Scott and I have a regular ongoing weather dispute. I look out the window and tell him that it looks sunny, and he takes out his phone and says, “No, sorry, the weather network says something different.”

I know he’s mostly teasing me, but I tend to believe that somewhere deep inside there is a part of him that really takes the phone’s side. I think it’s a guy thing. It can’t be sunny if the phone says rain.

I know that weather predictions have always been an unreliable thing, but something that really confuses me is the modern invention “Real Feel.” So I pull up the weather report to see how cold it is outside –  if it’s warm enough to check my beehive, for example. The weather will read 12 degrees, but underneath there is the disclaimer: Real Feel 9 degrees. What does it mean!?

Is the temperature 12 degrees or not? How can 12 degrees feel like anything other than 12 degrees? And who says it feels like 10 degrees? The weatherman? An old lady’s joints? My bees? Was there a democratic vote with mail-in ballots? Or, more likely, did the weather god send a legal notice to say that even though, technically, the instruments we humans created and imposed upon him tell us what he is, he himself actually feels differently. He doesn’t feel like a 12, he feels like a 10, and we do not have a right to call him something other than what he feels: Real Feel weather. There you are, even the weather has gone woke.

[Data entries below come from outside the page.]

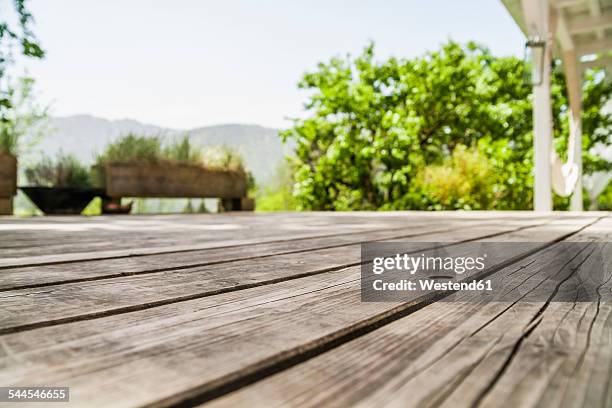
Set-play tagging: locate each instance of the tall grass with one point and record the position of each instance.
(138, 149)
(132, 148)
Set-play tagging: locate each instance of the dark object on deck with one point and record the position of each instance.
(8, 182)
(115, 207)
(61, 200)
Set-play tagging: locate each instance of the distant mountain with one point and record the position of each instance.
(85, 136)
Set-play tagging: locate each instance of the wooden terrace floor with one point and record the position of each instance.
(264, 310)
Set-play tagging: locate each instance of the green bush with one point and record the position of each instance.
(64, 171)
(372, 127)
(465, 181)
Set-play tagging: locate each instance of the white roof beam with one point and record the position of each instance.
(568, 3)
(601, 62)
(595, 47)
(563, 34)
(595, 8)
(586, 24)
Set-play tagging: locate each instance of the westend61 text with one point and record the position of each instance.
(429, 285)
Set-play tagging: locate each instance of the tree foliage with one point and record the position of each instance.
(15, 35)
(373, 128)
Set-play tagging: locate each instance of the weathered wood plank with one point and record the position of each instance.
(51, 305)
(199, 346)
(449, 353)
(66, 239)
(79, 271)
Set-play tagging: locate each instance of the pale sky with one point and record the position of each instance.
(190, 63)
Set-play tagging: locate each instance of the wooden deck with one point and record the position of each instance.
(264, 310)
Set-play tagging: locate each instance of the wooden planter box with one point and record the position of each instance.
(164, 181)
(8, 183)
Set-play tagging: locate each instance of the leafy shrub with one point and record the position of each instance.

For those of you who don’t know, the term woke refers to the popular self-satisfying awareness to social injustice. It might be described by some as “informed” or “up to date.”

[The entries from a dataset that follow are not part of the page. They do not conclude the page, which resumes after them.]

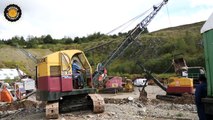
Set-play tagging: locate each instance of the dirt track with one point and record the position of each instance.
(120, 110)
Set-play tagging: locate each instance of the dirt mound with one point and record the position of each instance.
(26, 104)
(185, 99)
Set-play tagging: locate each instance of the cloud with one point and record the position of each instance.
(83, 17)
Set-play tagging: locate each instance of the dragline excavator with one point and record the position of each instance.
(57, 86)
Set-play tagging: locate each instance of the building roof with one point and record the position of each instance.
(208, 24)
(7, 73)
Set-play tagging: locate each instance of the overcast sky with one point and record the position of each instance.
(72, 18)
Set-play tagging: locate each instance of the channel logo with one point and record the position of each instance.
(12, 12)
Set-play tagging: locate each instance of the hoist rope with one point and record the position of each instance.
(128, 22)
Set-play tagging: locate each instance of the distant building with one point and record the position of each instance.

For example, I had an online conversation with an old friend who was calling on people everywhere to send enough letters of complaint to a small theatre company in England, so that it would shut down forever. The theatre company was putting on Aladdin, but their entire cast was white. So, my friend was woke enough to put forth a call to justice and shut down that youth theatre company in shame. 

When I asked him if he knew that the county had a population of 12,000, and only 128 were not “white” (yes, this kind of information is surprisingly available online), he said that it was too bad for them. Only Arabians had the right to do this play, otherwise it was racist.

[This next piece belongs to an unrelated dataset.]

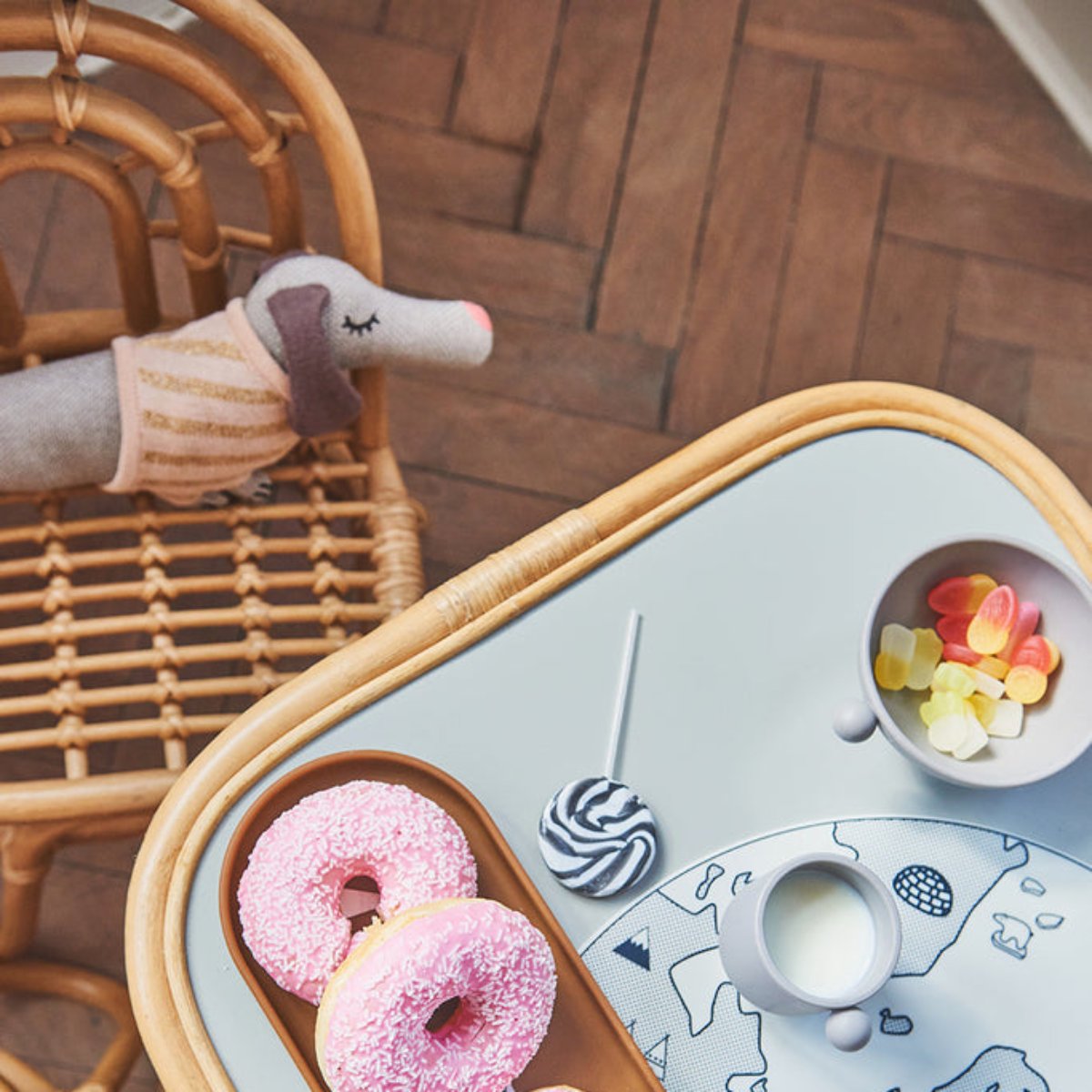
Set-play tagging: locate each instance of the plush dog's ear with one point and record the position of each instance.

When I asked him if it was racist for a school made up mostly of Asians to put on a version of West Side Story because they weren’t Puerto Ricans, he told me that he “understood where I was coming from,” that he “used to be just like me,” ignorant, but now he had been woken to reality. He would no longer engage in the conversation with me.

He had no problems publicly shaming complete strangers on another continent and deliberately wanting to destroy their production because they lived in a town of white people, but his feelings had no time for logic, or the facts. He then went on to take the role of Santa Claus although he is neither Greek nor a Catholic. Woke.

There is no doubt in my mind that the world is full of social injustice. People’s homes are stolen from them, their children taken by the state, women are treated as objects, men are derided as animals, babies are torn apart in their mother’s wombs, religious freedoms and the right to differing opinions are left vulnerable. Where is justice, I ask? Where is humanity? 

My eldest son, Andrew, and I were talking about pre-Christian Scandinavia, and the plights and fears of ancient mankind. He commented that it is Christianity that is actually the most “modern” of beliefs when it comes to justice – the most woke, I suppose. While the world looks at us with patronizing sighs and accuses us of being misogynistic, unfair, and unkind, it is Christianity (perhaps not always Christians themselves) that offers freedom and life to people in real bondage. 

In the pagan world, often believing that they held to justice, women were treated as objects, traded as goods, used for pleasure, bought, and discarded. Conquered peoples were enslaved, sacrificed, dehumanized. Sexuality was often perverse, animalistic, unnatural, so that other humans were seen as a means to an end. Unwanted babies were left to die. Revenge was a synonym for honour. Sound familiar?

I’ve heard it said that the more atheistic a nation becomes, the more pagan it inevitably becomes. And a pagan nation is one that first worships itself as woke and godlike and then goes on to destroy itself.

But Christ and his Church, entrusted with truth, offer mercy, freedom, and authentic dignity to the people lost in themselves. Who we are, what we are, is revealed in the shocking idea that man is made in the image of God, made to share in his glory, to love and be loved. This truth is grander and more dignified than any humanitarian attempt at modern justice, but it comes with the cost of laying aside our feelings when they contradict God.

Our feelings are a gift from God; they can guide us, protect us, and lead us. But if our feelings cannot change the weather, they certainly cannot change who we are made to be (holy sons and daughters of God), and what we are called to do (know, love, and serve him). They only serve us well when they lead us to this truth.